Table of Contents
- Edible Uses of Christmas Fern
- Medicinal Uses of Christmas Fern
- Alternative Uses of Christmas Dagger
- Growing Polystichum Acrosthichoides
We have a few edible and medicinal ferns in central Ontario, although ostrich fern is the most popular for fiddleheads. Oh, Merry Christmas fern!
This is going out December 24th – happy holidays, folks!
Christmas fern (polystichum acrosthichoides) may be common in deciduous or mixed woods around Haliburton, Ontario, usually in damp hummus. It’s this areas only polystichum spp. Sword fern on the west coast is related. I don’t see xmas fern much, so I am not sure how common it is decades post Haliburton Flora being compiled.
Edible Uses of Christmas Fern
The Christimas fern/ polystichum spp. fiddleheads can be eaten same as ostrich fern. It’s recommended to boil them 10 min in 2 changes of water to remove any toxins.
Many ferns contain known carcinogens. Most of the edible ones have lookalikes, so like mushrooms it’s extra wise to take a lot of time to properly ID and research. This one is harder to ID as a fiddlehead versus when the fronds are out!
Medicinal Uses of Christmas Fern
Christmas fern is primarily said to support these body systems:
Medicinal tags include Astringent. See Medicinal tag key for more information.
Common usage includes astringent uses similar to heal-all, but so many other plants are preferred for this.
Alternative Uses of Christmas Dagger
If you run into stinging nettle in the fall, you can rub the xmas ferns spores on your skin to stop the sting. I haven’t tried this to confirm.
Growing Polystichum Acrosthichoides
Christmas fern is most easily bought ready to plant. It likes well drained hummus rich soil. You can plant it along a bank for erosion control. Multiple plants are recommended to start. It’s not a spreader like ostrich fern, but each plant should form a clump.
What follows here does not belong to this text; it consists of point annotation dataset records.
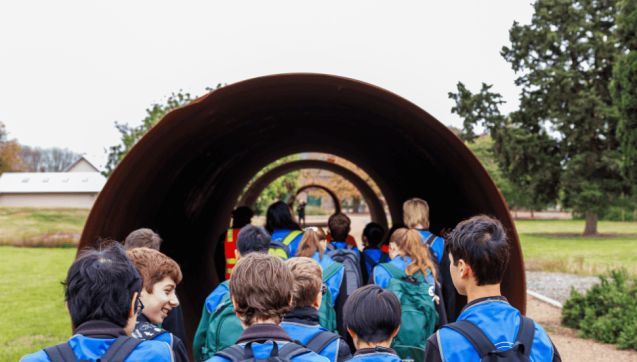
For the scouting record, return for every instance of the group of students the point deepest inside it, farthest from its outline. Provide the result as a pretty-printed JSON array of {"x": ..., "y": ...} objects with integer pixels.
[{"x": 306, "y": 295}]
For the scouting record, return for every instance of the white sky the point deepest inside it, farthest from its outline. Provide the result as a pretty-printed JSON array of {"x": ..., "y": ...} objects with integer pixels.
[{"x": 69, "y": 70}]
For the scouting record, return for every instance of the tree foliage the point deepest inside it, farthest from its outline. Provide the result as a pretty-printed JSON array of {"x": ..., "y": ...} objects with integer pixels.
[
  {"x": 564, "y": 135},
  {"x": 624, "y": 89},
  {"x": 9, "y": 153},
  {"x": 130, "y": 135}
]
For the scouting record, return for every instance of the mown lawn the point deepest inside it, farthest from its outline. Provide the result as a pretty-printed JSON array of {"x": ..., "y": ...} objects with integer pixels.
[
  {"x": 585, "y": 256},
  {"x": 19, "y": 223},
  {"x": 31, "y": 299}
]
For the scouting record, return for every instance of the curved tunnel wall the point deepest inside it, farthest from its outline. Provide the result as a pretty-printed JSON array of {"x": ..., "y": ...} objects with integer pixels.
[
  {"x": 376, "y": 210},
  {"x": 335, "y": 199},
  {"x": 186, "y": 174}
]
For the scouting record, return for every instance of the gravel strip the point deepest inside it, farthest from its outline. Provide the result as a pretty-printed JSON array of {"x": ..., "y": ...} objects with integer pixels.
[{"x": 557, "y": 285}]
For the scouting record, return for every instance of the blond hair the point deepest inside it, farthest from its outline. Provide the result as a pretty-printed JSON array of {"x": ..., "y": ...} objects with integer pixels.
[
  {"x": 311, "y": 243},
  {"x": 308, "y": 281},
  {"x": 409, "y": 243},
  {"x": 416, "y": 211}
]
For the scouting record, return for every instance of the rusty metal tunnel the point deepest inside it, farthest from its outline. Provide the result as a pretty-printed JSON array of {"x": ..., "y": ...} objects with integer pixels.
[{"x": 186, "y": 174}]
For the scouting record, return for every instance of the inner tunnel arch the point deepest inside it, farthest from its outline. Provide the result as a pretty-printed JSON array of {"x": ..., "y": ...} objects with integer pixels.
[
  {"x": 186, "y": 174},
  {"x": 333, "y": 196},
  {"x": 376, "y": 209}
]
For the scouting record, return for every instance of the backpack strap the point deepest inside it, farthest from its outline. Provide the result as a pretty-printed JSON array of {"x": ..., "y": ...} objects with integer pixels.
[
  {"x": 321, "y": 340},
  {"x": 331, "y": 270},
  {"x": 430, "y": 240},
  {"x": 475, "y": 335},
  {"x": 369, "y": 260},
  {"x": 233, "y": 353},
  {"x": 526, "y": 334},
  {"x": 291, "y": 350},
  {"x": 61, "y": 353},
  {"x": 393, "y": 270},
  {"x": 291, "y": 236},
  {"x": 120, "y": 349}
]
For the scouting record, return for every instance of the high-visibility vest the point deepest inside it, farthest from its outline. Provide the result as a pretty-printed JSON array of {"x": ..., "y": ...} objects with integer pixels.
[{"x": 229, "y": 247}]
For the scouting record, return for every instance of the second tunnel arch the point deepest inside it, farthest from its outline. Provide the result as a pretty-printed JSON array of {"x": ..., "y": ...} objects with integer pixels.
[
  {"x": 376, "y": 209},
  {"x": 184, "y": 177}
]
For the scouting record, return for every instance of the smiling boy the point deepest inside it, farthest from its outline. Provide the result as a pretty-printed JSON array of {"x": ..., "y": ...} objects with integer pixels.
[{"x": 161, "y": 275}]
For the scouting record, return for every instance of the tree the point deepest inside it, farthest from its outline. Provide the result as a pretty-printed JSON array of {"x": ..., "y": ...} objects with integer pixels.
[
  {"x": 9, "y": 153},
  {"x": 564, "y": 134},
  {"x": 130, "y": 135},
  {"x": 624, "y": 89}
]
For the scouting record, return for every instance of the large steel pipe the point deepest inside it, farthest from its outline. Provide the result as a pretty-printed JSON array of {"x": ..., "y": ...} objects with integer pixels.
[
  {"x": 186, "y": 174},
  {"x": 376, "y": 210}
]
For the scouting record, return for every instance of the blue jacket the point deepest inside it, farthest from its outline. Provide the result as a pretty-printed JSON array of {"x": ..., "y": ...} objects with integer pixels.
[
  {"x": 87, "y": 346},
  {"x": 500, "y": 322},
  {"x": 377, "y": 354},
  {"x": 259, "y": 332},
  {"x": 302, "y": 324},
  {"x": 334, "y": 283},
  {"x": 438, "y": 246},
  {"x": 381, "y": 276},
  {"x": 343, "y": 245},
  {"x": 294, "y": 244}
]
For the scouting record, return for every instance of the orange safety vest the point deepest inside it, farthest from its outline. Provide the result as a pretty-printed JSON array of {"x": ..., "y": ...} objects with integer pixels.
[{"x": 230, "y": 246}]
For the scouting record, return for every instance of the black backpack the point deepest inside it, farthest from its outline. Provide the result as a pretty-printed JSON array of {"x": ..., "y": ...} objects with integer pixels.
[
  {"x": 117, "y": 352},
  {"x": 238, "y": 354},
  {"x": 520, "y": 352}
]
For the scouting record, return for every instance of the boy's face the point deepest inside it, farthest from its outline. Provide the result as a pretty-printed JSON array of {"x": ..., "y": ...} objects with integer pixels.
[
  {"x": 458, "y": 275},
  {"x": 158, "y": 303}
]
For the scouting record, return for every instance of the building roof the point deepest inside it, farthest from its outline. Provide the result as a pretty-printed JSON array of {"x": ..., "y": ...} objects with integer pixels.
[
  {"x": 51, "y": 182},
  {"x": 78, "y": 161}
]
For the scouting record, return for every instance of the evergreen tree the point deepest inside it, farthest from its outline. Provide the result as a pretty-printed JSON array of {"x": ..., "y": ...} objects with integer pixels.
[{"x": 564, "y": 134}]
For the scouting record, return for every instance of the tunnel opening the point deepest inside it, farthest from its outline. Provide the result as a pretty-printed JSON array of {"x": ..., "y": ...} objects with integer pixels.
[{"x": 184, "y": 177}]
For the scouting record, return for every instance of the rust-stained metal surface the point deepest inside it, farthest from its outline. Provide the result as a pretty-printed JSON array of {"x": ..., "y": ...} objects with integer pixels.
[
  {"x": 376, "y": 210},
  {"x": 186, "y": 174}
]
Some of the fronds, specifically the sterile fronds, will still be green at Christmastime. Hence the name. Although they do flatten after the first hard frost.
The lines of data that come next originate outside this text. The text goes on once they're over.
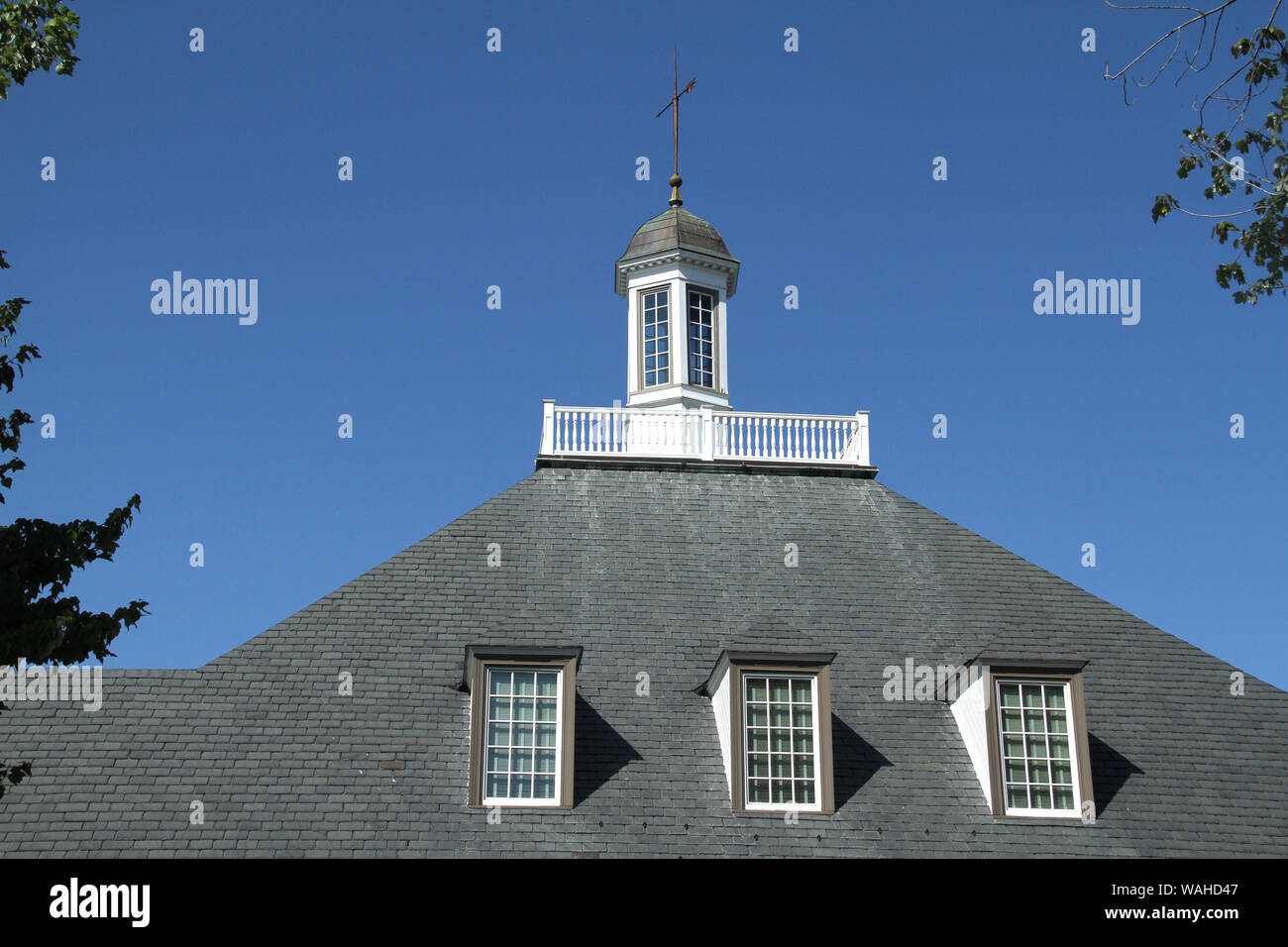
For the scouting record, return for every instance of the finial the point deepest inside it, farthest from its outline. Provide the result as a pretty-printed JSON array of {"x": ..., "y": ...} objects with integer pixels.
[{"x": 674, "y": 105}]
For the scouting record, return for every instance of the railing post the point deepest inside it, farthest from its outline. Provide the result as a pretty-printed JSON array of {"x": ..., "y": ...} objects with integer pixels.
[{"x": 548, "y": 425}]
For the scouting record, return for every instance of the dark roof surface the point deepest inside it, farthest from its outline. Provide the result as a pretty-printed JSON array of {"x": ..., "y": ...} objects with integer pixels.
[
  {"x": 675, "y": 228},
  {"x": 651, "y": 571}
]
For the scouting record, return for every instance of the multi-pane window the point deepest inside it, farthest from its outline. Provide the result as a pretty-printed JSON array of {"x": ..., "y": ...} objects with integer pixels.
[
  {"x": 780, "y": 714},
  {"x": 700, "y": 339},
  {"x": 657, "y": 354},
  {"x": 522, "y": 750},
  {"x": 1038, "y": 755}
]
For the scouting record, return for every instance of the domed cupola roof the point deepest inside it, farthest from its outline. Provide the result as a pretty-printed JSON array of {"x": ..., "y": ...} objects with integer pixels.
[{"x": 677, "y": 231}]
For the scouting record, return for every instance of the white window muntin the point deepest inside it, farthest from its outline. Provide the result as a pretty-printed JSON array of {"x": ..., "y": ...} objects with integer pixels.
[
  {"x": 700, "y": 337},
  {"x": 747, "y": 751},
  {"x": 655, "y": 338},
  {"x": 523, "y": 736},
  {"x": 1008, "y": 761}
]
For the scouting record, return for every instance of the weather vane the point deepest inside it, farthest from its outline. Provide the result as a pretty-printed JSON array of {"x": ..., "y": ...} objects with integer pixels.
[{"x": 674, "y": 105}]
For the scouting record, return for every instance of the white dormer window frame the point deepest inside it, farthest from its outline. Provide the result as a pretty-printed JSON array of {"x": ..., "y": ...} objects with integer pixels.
[
  {"x": 1047, "y": 742},
  {"x": 522, "y": 736},
  {"x": 774, "y": 722}
]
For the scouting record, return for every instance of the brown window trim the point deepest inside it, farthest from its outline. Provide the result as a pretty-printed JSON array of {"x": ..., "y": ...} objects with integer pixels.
[
  {"x": 815, "y": 665},
  {"x": 1063, "y": 672},
  {"x": 477, "y": 661}
]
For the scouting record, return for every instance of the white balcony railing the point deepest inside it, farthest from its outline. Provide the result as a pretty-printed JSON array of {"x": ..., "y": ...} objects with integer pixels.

All of our winter themed plants this month have a winter ornamental element, though only this and wintergreen are named for it. Partridge-berry is named after the grouse. I suppose if we had a native pear tree I’d of covered it this month too. Oh well!
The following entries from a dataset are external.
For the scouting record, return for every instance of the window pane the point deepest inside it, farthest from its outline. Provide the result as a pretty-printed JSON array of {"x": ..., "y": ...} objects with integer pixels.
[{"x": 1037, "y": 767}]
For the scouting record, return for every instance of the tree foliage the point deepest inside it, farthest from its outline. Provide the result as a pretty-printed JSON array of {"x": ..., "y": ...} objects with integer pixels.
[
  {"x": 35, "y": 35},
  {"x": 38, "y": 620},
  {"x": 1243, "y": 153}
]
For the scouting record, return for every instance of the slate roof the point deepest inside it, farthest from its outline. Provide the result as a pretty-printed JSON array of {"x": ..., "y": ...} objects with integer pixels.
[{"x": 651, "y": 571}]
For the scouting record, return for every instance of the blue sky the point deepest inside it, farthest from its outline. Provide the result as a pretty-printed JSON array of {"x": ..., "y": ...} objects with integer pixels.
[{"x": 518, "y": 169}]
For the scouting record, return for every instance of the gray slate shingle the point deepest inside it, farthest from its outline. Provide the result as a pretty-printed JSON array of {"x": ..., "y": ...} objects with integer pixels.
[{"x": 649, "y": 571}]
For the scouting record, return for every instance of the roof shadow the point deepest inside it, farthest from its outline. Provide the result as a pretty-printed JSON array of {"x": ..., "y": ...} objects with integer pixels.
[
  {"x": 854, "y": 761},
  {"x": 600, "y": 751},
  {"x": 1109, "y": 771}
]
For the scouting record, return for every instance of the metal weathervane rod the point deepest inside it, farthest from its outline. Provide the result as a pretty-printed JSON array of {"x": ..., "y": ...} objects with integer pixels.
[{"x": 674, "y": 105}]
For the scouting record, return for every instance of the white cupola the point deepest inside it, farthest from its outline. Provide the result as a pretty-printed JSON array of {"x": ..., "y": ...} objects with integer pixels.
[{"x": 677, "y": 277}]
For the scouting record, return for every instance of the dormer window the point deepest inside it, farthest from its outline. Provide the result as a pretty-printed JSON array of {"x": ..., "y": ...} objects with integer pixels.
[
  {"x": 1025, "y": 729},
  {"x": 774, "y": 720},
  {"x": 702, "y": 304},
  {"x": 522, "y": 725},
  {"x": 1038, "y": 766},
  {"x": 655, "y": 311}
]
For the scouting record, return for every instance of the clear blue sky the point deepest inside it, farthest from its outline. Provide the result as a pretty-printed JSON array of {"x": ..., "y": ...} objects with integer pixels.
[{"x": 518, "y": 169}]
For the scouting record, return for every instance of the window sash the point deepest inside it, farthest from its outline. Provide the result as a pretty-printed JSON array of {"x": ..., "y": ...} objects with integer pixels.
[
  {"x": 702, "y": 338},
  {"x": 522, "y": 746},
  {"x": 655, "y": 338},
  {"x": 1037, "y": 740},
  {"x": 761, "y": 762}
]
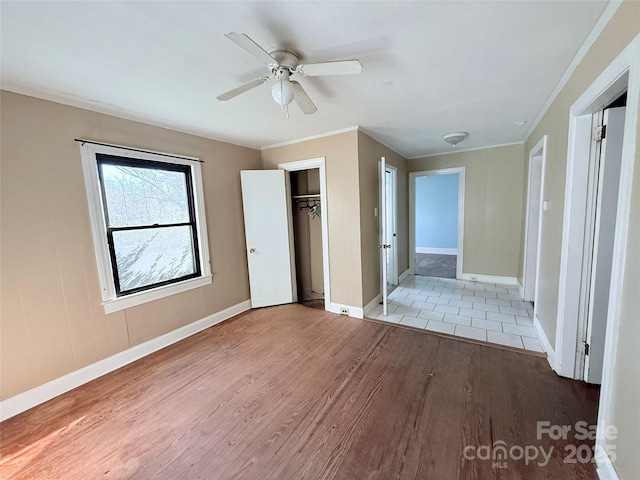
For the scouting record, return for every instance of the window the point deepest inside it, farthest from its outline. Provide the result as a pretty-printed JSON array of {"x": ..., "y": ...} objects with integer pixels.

Have a happy New Year too!
Many ferns contain known carcinogens and can be hard to tell apart.
And the Usual Cautions:
1) Most medicinal herbs, if edible, are meant to be eaten in moderation, even sparingly. Some require extra preparation.
2) People can be allergic or sensitive to nearly any plant; try new herbs one at a time at your own risk.
3) For medicinal use, I must recommend receiving a diagnosis and working with a reputed health care provider. I generally do not post specific treatments and dosages because I think that is best between you and your health care provider, and ideally monitored.
4) Anyone pregnant, nursing, or taking prescription drugs should talk to a health care professional before adding new food items to their diet.
5) Many plants have look-a-likes, and sometimes they are poisonous.